Executive paydays: 2012 Food Retail Salaries

“I like the Save-A-Lot model,” Goodwin said. “We’re not tying up cash in inventory of items that don’t sell. We just say, ‘Let’s sell the 20% of the items that generate 80% of the sales in a typical grocery store.’”

Goodwin said he was never really too worried about launching his own business, even in the midst of the economic downturn.

“For the first few weeks while putting my investments into the store, there might have been some uncertainty, but I was also confident — I had been in the business 25 years, and I felt if we were focused on the customers, we would be successful.”

New Challenges With Acosta

Jim Lewis also has no regrets in his career move.

The former Safeway executive — he put in 37 years before leaving in 2010 as senior vice president of main meals — is now the director of customer teams for Acosta Sales and Marketing in Northern California.

“I had always admired Acosta from afar,” he said of the Jacksonville, Fla.-based company, the largest in the brokerage space. “It’s a great company to be a part of — we have enlightened leadership that believes in staying hungry, but also staying humble.”

He said he did have some opportunities to work with other retailers after leaving Safeway, but he was reluctant to relocate from the Bay Area of Northern California.

In his new role, he said, the nature of the work he does is changing on a daily and weekly basis, and is much less predictable than the routine he had gotten used to at Safeway.

“Each day is new and different, and in many ways it’s very exciting,” he said. “It’s not an easy job, but in many ways it is a very rewarding and exciting job.”

Lewis works with all of the retailers in the area except his former employer — Acosta has a separate team dedicated to Safeway — which he said requires him to constantly think about the different ways each positions itself in the market.

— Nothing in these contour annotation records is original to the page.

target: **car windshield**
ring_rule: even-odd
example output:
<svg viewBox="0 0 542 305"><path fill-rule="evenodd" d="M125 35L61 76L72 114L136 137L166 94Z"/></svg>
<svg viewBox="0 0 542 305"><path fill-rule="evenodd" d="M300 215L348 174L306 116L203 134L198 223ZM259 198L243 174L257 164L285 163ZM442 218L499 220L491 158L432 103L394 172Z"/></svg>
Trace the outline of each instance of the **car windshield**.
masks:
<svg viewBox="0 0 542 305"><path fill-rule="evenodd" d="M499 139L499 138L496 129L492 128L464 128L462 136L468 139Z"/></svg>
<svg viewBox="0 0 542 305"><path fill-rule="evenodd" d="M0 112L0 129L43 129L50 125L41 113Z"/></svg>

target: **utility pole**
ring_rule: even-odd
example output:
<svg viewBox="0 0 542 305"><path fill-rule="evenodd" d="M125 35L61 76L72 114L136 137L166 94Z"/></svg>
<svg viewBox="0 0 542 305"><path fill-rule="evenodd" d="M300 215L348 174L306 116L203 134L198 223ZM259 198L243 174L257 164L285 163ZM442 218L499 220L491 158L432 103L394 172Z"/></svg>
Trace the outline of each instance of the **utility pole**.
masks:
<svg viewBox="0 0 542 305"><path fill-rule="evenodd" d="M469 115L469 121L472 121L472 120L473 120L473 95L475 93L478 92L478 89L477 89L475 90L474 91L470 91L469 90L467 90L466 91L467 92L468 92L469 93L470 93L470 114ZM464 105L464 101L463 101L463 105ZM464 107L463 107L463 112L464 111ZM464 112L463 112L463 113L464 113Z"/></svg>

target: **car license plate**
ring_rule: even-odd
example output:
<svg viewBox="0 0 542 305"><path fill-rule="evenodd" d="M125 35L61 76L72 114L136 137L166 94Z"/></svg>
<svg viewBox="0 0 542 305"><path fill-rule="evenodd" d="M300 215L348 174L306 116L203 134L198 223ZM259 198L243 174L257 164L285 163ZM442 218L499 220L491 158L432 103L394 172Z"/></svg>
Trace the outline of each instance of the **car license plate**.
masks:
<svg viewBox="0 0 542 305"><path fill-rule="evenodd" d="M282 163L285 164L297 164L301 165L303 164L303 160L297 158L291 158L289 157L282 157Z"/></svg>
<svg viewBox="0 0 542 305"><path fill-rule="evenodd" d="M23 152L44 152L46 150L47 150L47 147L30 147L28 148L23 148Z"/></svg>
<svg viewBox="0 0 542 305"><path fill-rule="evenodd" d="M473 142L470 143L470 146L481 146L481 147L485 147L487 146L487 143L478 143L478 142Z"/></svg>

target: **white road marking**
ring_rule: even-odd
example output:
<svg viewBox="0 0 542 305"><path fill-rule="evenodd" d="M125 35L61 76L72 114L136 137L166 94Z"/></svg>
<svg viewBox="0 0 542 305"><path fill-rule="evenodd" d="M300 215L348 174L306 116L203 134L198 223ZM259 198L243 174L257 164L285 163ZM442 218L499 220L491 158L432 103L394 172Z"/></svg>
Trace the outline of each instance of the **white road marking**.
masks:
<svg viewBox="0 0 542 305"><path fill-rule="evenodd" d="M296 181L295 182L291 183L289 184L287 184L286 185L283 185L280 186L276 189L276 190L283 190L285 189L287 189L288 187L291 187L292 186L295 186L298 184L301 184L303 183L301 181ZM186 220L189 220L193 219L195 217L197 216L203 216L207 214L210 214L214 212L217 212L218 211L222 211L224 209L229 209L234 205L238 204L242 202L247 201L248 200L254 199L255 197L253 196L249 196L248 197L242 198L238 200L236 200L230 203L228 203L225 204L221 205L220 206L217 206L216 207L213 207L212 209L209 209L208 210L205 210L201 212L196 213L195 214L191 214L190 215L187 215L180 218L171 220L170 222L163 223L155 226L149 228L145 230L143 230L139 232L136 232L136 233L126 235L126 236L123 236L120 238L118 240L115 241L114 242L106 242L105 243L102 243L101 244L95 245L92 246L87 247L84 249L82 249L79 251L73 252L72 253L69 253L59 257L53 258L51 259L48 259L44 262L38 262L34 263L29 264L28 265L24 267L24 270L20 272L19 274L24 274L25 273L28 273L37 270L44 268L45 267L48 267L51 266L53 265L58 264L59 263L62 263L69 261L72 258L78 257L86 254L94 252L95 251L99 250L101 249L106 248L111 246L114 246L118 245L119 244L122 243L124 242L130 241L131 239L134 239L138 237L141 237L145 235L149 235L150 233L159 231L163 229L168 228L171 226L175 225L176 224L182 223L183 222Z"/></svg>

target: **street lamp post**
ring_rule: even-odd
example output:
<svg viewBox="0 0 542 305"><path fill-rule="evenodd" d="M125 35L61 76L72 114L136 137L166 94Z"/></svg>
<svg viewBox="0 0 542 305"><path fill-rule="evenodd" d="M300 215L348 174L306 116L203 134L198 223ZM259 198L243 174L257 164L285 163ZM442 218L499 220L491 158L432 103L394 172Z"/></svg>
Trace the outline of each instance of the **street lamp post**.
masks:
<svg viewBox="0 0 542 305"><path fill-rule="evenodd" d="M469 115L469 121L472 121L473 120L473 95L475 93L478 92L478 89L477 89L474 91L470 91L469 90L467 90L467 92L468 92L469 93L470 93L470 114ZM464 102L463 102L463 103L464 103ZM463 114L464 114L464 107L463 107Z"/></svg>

In addition, he also works with Acosta’s CPG clients, which also have different ways of going to market.

Read more: Compensation packages emphasize bonuses, stock awards

The job requires that he be a self-starter and highly organized on a day-to-day basis, he explained.

“What gets me excited about work is that at the end of the day, I have added a little extra value, and I feel like I am doing that,” he said. “It’s great to have a job where I feel like I’m making a difference, and each day is a different day.

“Even though there was a little bit of shock when the job I thought I was going to finish my career with came to an end, I found out there are many great opportunities out there, and I was fortunate enough to be given one, and I am having the time of my life.”